Colonic epithelial cells were harvested from sibling female wild-type or Cftr−/− and Ppargf/f or PpargIEC−/− mice as described36. Mice were fed control chow or Ro (20mg/kg/d) for five days prior to isolation to ensure adequate drug levels. Total RNA was isolated from intestinal and colonic epithelial cells by TRIzol (Invitrogen) and mRNA enriched by RNeasy column purification (QIAGEN). Following first-strand cDNA synthesis, quantitative PCR was performed with SYBR-GreenER (Invitrogen) using an Applied Biosystems 7300 Real-Time PCR System. Amplified transcripts were normalized to standard housekeeping genes (GAPDH) using the ΔΔCT method as described by the manufacturer.

Western blot

Intestinal epithelial whole-cell extracts were generated in RIPA buffer, quantified by the DC protein assay (BioRad), separated by gel electrophoresis, and transferred to Immobilon-P (Millipore). Antibodies used were anti-PPARγ (C26H12, Cell Signaling), anti-CA II (H-70, Santa Cruz), anti-CA IV (M-50, Santa Cruz), and anti-βactin (AC-15, Sigma-Aldrich). Secondary antibodies were from Jackson Immunoresearch and Dako.

Cell culture

Human lung Calu-3 cells (ATCC) were maintained in Dulbecco's modified Eagle's medium supplemented with 10% fetal calf serum (Hyclone), seeded on 12-mm Millicell-HA inserts (Millipore) and cultured for 21 days. Human colon HT-29 (ATCC) were maintained in McCoy's 5A (Mediatech) with 10% fetal calf serum, seeded in 24-well inserts, starved 12 hours in 0.5% serum and treated with 1 μM Ro, 10 μM 15-HETE, or 10 μM 15-keto-PGE2 (Cayman Chemical). Human bronchial IB3-1 and C-38 cells (ATCC) were maintained in LHC-8 (Invitrogen), seeded on bovine collagen type 1 (BD Biosciences) coated 12-mm Millicell-CM inserts (Millipore) and cultured for 14-21 days at an air-liquid interface (ALI) to achieve differentiation in a 1:1 mixture of bronchial epithelial basal media (BEBM) and DMEM-H (Mediatech) supplemented with BEGM SingleQuots (Lonza)30.

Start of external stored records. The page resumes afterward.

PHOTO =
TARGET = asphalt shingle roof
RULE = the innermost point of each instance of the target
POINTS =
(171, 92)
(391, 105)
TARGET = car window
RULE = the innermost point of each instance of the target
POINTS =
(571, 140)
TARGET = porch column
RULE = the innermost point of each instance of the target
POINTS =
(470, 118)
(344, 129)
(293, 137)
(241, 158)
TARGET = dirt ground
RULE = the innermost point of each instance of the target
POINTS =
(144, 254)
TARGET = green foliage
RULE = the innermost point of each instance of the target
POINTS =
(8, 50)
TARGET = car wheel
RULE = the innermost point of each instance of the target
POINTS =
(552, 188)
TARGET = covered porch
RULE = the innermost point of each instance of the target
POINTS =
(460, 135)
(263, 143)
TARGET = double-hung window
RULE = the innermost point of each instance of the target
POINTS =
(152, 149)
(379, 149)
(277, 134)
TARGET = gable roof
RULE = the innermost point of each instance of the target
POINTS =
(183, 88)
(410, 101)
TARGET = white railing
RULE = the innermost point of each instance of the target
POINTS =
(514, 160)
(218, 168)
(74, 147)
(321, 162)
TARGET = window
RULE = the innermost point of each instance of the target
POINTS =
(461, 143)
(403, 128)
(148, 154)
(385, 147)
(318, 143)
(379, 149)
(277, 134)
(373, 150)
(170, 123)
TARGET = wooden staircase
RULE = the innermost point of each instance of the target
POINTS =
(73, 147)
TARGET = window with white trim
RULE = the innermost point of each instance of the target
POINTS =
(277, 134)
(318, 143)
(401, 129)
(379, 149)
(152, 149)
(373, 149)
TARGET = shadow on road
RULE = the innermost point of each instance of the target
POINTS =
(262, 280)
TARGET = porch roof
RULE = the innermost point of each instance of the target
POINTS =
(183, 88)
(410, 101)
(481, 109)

Colonic epithelial ion transport

Proximal colon tissue was removed and placed in cold iso-osmolar solution containing mannitol and indomethacin (10 μM). Tissue was stripped of seromuscular layers and mounted on Ussing chamber inserts with a window area of 0.1 cm2. Experiments were performed under continuous short-circuited conditions (Voltage-Current Clamp, VCC 600; Physiologic Instruments) as previously described19. Measurements were recorded at 5-min periods and the values for 10-min intervals averaged. The rate of luminal bicarbonate secretion is expressed as μmol·cm−2·h−1.

Chromatin Immunoprecipitation

Chromatin immunoprecipitation assay was performed as previously described37. Briefly, primary colonic epithelial cells were isolated by scraping, cross-linked with 1% formaldehyde, lysed, and sonicated to generate DNA fragments of 300-900 nucleotides. Protein-linked DNA was immunoprecipitated with anti-PPARγ (H-100 and E-8, Santa Cruz), anti-Trap220 (C-19, Santa Cruz), or control rabbit or goat IgG (Santa Cruz), reverse cross-linked at 65°C overnight and column purified (QIAGEN). Extracted DNA was amplified by quantitative PCR in quadruplicate replicates and the results normalized to control serum.

Lipidomics analysis

Sample preparation, liquid chromatography mass spectrometry, and gas chromatography mass spectrometry were conducted as previously described with details provided in the supplementary methods38-40.

Statitistical analysis

Standard deviation, standard error, Log-Rank and unpaired two-tailed t-test were performed with SigmaStat (Systat Software). Kaplan-Meier curves were analyzed by Log-Rank test with multiple pair-wise comparisons performed by the Holm-Sidak method. Measurements of multiple samples are presented as means ± s.e.m or ± s.d. as indicated in the figure legends and differences were analyzed for significance by t-test.